A study published in Personality and Individual Differences found that bar patrons rate themselves as more attractive toward the end of the night and, contrary to popular belief, intoxication does not explain this effect. Instead, sex differences emerged suggesting that the effect has more to do with motivations to attract a mate.
Psychology researchers have previously documented the “closing time effect”, a phenomenon where people at bars rate other patrons as more attractive the closer it is to closing time. The theory is that as the night goes on, companion options dwindle, causing people to unconsciously perceive potential companions as more attractive to offset the increasing threat of going home alone.

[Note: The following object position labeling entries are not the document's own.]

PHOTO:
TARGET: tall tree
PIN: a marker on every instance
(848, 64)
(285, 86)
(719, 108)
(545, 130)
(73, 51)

Some scholars have suggested that this effect is being muddled by another phenomenon called the “beer goggles effect” which posits that people perceive others as more attractive the more they grow intoxicated.
Study authors Tobias Otterbring and Kristian Rolschau wanted to see whether proximity to closing hours would similarly influence a person’s perception of their own attractiveness. The researchers opted to control for alcohol consumption, to test whether a closing time effect would persist beyond the beer goggles effect.

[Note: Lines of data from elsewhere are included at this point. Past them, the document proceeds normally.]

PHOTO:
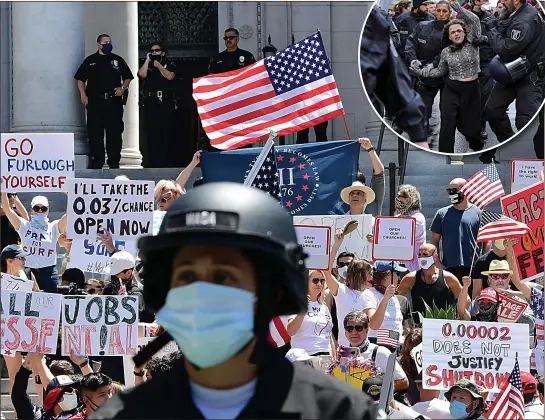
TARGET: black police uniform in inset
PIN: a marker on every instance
(425, 45)
(386, 78)
(103, 74)
(522, 34)
(159, 110)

The study was conducted among people enjoying a night out at a Danish bar. Across several nights, a total of 475 bar patrons filled out surveys that asked them several questions including how much alcohol they had consumed and how drunk they felt. They also rated their own attractiveness on a scale from 1 to 7.

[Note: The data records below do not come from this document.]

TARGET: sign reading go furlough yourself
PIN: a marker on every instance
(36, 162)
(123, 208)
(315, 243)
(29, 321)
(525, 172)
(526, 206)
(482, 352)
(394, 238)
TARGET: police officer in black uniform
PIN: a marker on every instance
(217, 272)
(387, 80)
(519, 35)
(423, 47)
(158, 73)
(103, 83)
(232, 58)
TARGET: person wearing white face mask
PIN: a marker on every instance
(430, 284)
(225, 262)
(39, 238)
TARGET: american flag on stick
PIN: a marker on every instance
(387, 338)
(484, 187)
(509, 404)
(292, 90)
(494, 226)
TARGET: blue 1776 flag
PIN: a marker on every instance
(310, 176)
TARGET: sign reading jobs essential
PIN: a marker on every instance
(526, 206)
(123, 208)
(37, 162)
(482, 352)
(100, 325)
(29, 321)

The researchers separated the responses into three categories based on whether the bar patron had filled out their survey in the afternoon, evening, or night. Statistical analyses were then performed to test whether the time of day influenced participants’ self-ratings of attractiveness.
Overall, it was found that people attending the bar at night rated themselves as more attractive than did evening patrons or afternoon patrons. It was also found that neither the amount of alcohol consumed nor perceived level of intoxication affected this relationship between time of night and self-rated attractiveness. In other words, night patrons perceived themselves as more attractive regardless of how much they had had to drink or how drunk they felt.
Moreover, neither alcohol consumption nor perceived intoxication was significantly related to self-rated attractiveness. In general, people who drank more found themselves no more attractive than those who drank less. These findings run contrary to the beer goggles effect and suggest that intoxication cannot explain why people tend to rate themselves as more attractive closer to the end of the night.
Importantly, sex differences were revealed, offering insight into an explanation for the effect. If the link between proximity to closing time and self-perceived attractiveness is driven by motivations for finding a companion, the effect should only hold among single patrons. While this was true for women, relationship status did not moderate the closing time effect among men. The researchers say this pattern of findings falls in line with sexual strategies theory, which posits that men and women embrace different sexual strategies when it comes to short-term mating.
Whereas women are more motivated to search for invested partners who will care for offspring, men are more motivated to attract many potential partners. Since men are more pulled toward short-term mating, it seems reasonable that the closing time effect should be less dependent on their relationship status compared to women. This could explain why the closing time effect appeared to be more persistent among male bar patrons while only holding among female patrons who were single.
Otterbring and Rolschau acknowledge that there are other potential explanations for the findings. For example, it could be that people who attend bars later at night are more attractive or more likely to dress in alluring ways. Alternatively, people who are night owls tend to have more narcissistic traits, and narcissists are more likely to perceive themselves positively and to dress in self-enhancing ways. The study authors suggest that follow-up studies might offer additional insight into the psychological processes behind the closing time effect.
The study, “Beauty is in the eye of the beer holder but rarely because of the beer”, was authored by Tobias Otterbring and Kristian Rolschau.